Her iki durumda da, beyaz yaka grevi bir iktidar müzakeresidir — sadece ücret ya da hak değil, görünürlük, değer ve ses talebidir.
Vatandaşlık ve Yeni Emek Politikası
Beyaz yaka, geleneksel anlamda “proleterya” değildir; ama aynı zamanda sermaye sınıfına da ait değildir. Bu ara konum, onları hem güçlü hem kırılgan kılar. Vatandaşlık bilinciyle hareket eden beyaz yakalılar, emek haklarını yalnızca ekonomik değil, kamusal bir mesele olarak görmeye başladıklarında siyasal alan genişler.

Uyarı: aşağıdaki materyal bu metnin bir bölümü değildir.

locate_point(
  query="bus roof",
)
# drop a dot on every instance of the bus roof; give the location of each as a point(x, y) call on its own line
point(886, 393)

Grev, bu noktada bir “vatandaşlık eylemi” haline gelir: sadece işyerine değil, topluma seslenen bir çağrı. “Ben de yurttaşım, benim emeğim de görünür olmalı.” Bu söylem, neoliberal yönetim biçimlerine karşı yeni bir direnç biçimi yaratır. Çünkü modern vatandaş, artık sadece oy veren değil, iş yerinde de hak talep eden siyasal bir öznedir.
Beyaz Yaka Grevi: Sessiz Direnişten Politik Eyleme
Bugün beyaz yaka grevleri, ofis ortamında nadir ama etkili biçimde karşımıza çıkıyor. Yazılım mühendislerinin çalışma koşullarını protesto ettiği dijital grevler, çağrı merkezi çalışanlarının sanal eylemleri ya da akademisyenlerin “sessiz iş bırakma” kampanyaları, bu yeni direniş biçiminin örnekleridir.
Bu grevler çoğu zaman fiziksel değil, sembolik düzeydedir: e-postalara yanıt vermemek, sistem girişini yavaşlatmak, toplantılara katılmamak gibi pasif ama güçlü eylemlerle yürütülür. Bu, modern çağın “akıllı grevi”dir; bilgi çağında gücün kaynağını yeniden tanımlar.
Sonuç: Kim Grev Yapabilir?
Beyaz yaka grev yapabilir mi? Hukuken bazen evet, fiilen çoğu zaman hayır. Ama siyasal olarak — kesinlikle evet. Çünkü grev, yalnızca üretimi durdurmak değil, itaati sorgulamaktır. Beyaz yaka grevi, modern toplumun en derin paradoksunu açığa çıkarır: Güçlü görünen bireyin, aslında görünmez baskı ağlarıyla çevrili olması.
Bu yazıyı okuyan sizlere provokatif bir soru:
Eğer bir gün tüm beyaz yakalılar, sessizce bilgisayarlarını kapatsa, modern iktidar ne kadar dayanabilir?
Belki de asıl mesele grev yapabilmek değil, artık grev yapmaya cesaret edebilmektir.